As perdas
Marcus Vinicius Batista
Entrei no café do Memorial Necrópole Ecumênica e dei de cara com um amigo, o Eduardo Brandão. Percebemos que estávamos lá por causa da mesma pessoa. Durante uns 20 minutos, colocamos a conversa em dia sobre futebol, trabalho, família e como levamos a quarentena. No final da conversa, Brandão me disse: “Precisamos parar de nos encontrar em velórios. É a segunda vez nesta pandemia.”As duas frases ficaram comigo ao longo da semana. Viraram perguntas. Por que estamos tão anestesiados que não dimensionamos nossas perdas a longo prazo? Por que cedemos ao prosseguimento da vida – que deve acontecer -, flertando com o piloto automático, em vez de nos recusarmos a estender a mão para a produtividade (a correria) sem intervalos?

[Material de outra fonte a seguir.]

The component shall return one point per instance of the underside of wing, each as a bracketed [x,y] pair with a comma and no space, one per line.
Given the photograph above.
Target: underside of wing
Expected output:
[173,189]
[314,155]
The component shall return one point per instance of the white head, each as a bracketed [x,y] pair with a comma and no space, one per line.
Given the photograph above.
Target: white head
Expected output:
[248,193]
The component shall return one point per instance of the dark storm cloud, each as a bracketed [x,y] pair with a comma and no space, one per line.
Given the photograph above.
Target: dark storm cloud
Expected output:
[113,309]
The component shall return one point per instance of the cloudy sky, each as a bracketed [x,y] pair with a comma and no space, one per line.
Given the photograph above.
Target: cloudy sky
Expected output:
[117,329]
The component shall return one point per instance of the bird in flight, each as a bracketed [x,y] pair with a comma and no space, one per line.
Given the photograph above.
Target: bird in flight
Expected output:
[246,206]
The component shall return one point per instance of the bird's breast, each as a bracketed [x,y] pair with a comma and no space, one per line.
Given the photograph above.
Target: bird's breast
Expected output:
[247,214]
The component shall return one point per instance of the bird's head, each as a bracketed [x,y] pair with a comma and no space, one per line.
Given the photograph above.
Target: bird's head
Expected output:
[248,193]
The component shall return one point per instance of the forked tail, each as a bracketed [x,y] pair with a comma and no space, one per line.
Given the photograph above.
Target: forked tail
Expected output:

A pandemia não levou meus dois amigos, Henrique e Márcio, de forma direta. Eles não morreram de Covid-19, mas isso me soa secundário numa fase da história marcada por perdas.
Vivemos um luto contínuo, não somente por aqueles que faleceram. Luto é um sentimento derivado de uma perda significativa, substancial, profunda. Uma dor que cada um sente à sua maneira e ao seu tempo. Um rasgo na pele cuja cicatrização pode ser demorada, um processo sem cura definitiva, apenas adormecimento e despertar, avanços e retrocessos.
O luto deveria ser vivido sem culpa, com a consciência de que a despedida foi honesta, leal e amorosa. Não se trata de acerto de contas – pode vir a ocorrer, costuma ser saudável -, mas de compreender que a perda de alguém é somente um hiato. A prioridade é o conforto de quem muda de existência, não o meu sofrimento, também necessário, porém coadjuvante.
Nesta pandemia, muitas biografias foram interrompidas por irresponsabilidade alheia, por falta de planejamento público, por política rasteira, por pressões econômicas perversas. Muitos se encontram em luto porque perderam seus empregos ou sua única fonte de renda. Muitos enlutados sobrevivem para superar a perda de relacionamentos das mais variadas ordens e dinâmicas.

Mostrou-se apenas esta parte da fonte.